The bridge holds one OPC-UA subscription. Each data change updates an in-memory cache keyed by node ID. OTel observable instruments read that cache at collection time, so the export cadence is decoupled from the OPC-UA update rate - the server can push at 500ms while the Collector scrapes every few seconds.

Map nodes to metrics declaratively

The mapping lives in node_map.yaml, not in code. Each entry binds one OPC-UA node to an OTLP metric, its unit, its kind, and the asset.* attributes that identify the physical equipment:

nodes:
- node_id: "ns=2;s=Pump1/Flow"
metric:
name: factory.pump.flow_rate
unit: "L/min"
kind: gauge # gauge | counter | status
description: Pump discharge flow rate
attributes:
asset.id: pump-1
asset.type: pump
asset.name: Transfer Pump 1
asset.parent_id: line-1

- node_id: "ns=2;s=Line1/ThroughputCounter"
metric:
name: factory.line.throughput
unit: "{item}"
kind: counter # monotonic Sum, not a Gauge
description: Items produced on the line
attributes:
asset.id: line-1
asset.type: line
asset.name: Assembly Line 1

kind is the important field. A gauge becomes an observable gauge, a counter an observable counter (a monotonic Sum), and a status is not a metric at all - it becomes a fault-log source, covered below. Adding or remapping a node is a config edit; the bridge code never changes.

Read the cache from observable callbacks

Each gauge or counter is an observable instrument.
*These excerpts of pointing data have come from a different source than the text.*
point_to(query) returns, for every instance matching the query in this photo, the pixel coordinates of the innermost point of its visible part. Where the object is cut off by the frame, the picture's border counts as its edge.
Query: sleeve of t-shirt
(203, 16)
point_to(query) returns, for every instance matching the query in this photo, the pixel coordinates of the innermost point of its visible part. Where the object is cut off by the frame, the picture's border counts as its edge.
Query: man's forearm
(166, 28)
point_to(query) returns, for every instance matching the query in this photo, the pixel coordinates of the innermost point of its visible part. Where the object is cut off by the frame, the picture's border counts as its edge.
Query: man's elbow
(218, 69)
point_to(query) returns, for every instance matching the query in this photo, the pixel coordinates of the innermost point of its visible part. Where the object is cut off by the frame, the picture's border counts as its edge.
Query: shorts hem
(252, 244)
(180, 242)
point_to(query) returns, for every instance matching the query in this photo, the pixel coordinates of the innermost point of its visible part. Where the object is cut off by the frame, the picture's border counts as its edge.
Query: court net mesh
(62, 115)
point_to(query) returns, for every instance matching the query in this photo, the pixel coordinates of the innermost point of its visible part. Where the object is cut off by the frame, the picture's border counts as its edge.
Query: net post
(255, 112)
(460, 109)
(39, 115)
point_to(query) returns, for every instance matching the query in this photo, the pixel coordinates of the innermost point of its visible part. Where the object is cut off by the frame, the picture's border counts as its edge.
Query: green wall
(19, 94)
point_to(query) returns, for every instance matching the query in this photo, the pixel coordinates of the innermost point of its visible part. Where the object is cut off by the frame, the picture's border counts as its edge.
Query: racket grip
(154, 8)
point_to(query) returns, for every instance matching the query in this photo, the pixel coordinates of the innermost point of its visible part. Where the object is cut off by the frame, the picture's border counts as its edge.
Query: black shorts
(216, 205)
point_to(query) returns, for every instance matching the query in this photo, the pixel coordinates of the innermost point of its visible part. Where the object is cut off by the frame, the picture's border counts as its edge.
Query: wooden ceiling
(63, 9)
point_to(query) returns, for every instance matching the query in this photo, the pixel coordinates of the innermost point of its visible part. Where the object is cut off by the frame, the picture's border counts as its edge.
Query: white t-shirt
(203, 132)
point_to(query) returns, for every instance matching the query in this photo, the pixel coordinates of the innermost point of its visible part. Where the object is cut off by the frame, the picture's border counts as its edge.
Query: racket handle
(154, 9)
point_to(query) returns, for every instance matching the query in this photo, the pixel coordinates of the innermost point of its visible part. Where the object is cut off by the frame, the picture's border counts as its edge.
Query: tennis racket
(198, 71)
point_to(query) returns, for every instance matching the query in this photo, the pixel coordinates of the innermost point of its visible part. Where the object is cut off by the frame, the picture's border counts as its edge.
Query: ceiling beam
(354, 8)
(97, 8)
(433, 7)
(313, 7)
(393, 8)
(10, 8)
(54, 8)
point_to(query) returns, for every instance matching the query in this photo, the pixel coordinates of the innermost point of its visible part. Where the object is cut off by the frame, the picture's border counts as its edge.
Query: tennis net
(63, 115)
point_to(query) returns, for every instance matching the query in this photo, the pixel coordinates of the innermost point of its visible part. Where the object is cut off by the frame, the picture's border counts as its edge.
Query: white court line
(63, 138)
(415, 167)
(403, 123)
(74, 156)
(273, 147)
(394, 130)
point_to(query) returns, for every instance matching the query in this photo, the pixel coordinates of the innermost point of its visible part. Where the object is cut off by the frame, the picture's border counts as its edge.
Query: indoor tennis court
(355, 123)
Its callback reads the node's latest value out of the shared cache; if no value has arrived yet it returns nothing rather than a zero, so the series starts when real data does:

def _callback(node_id, attributes, cache):
def cb(_options):
value = cache.get(node_id)
if value is None:
return []
return [Observation(float(value), attributes)]
return cb

meter.create_observable_gauge(
name, callbacks=[cb], unit=unit, description=description
)

The subscription handler is the only writer to the cache:

def datachange_notification(self, node, val, _data):
cache[node.nodeid.to_string()] = val

This split - subscription writes, callbacks read - is what decouples the OPC-UA update rate from the OTLP export interval, and it is the same contract a Collector receiver would implement internally.

Turn status changes into fault logs

A pump's status is a string that matters at the moment it changes, not as a continuous series. Map it as kind: status and the bridge logs each transition instead of emitting a metric. Because the logger is wired to an OTel LoggingHandler, the extra={} dict becomes log-record attributes:

if val == "fault":
bridge_log.warning("asset entered fault state", extra=attributes)
elif previous is not None:
bridge_log.info("asset recovered", extra=attributes)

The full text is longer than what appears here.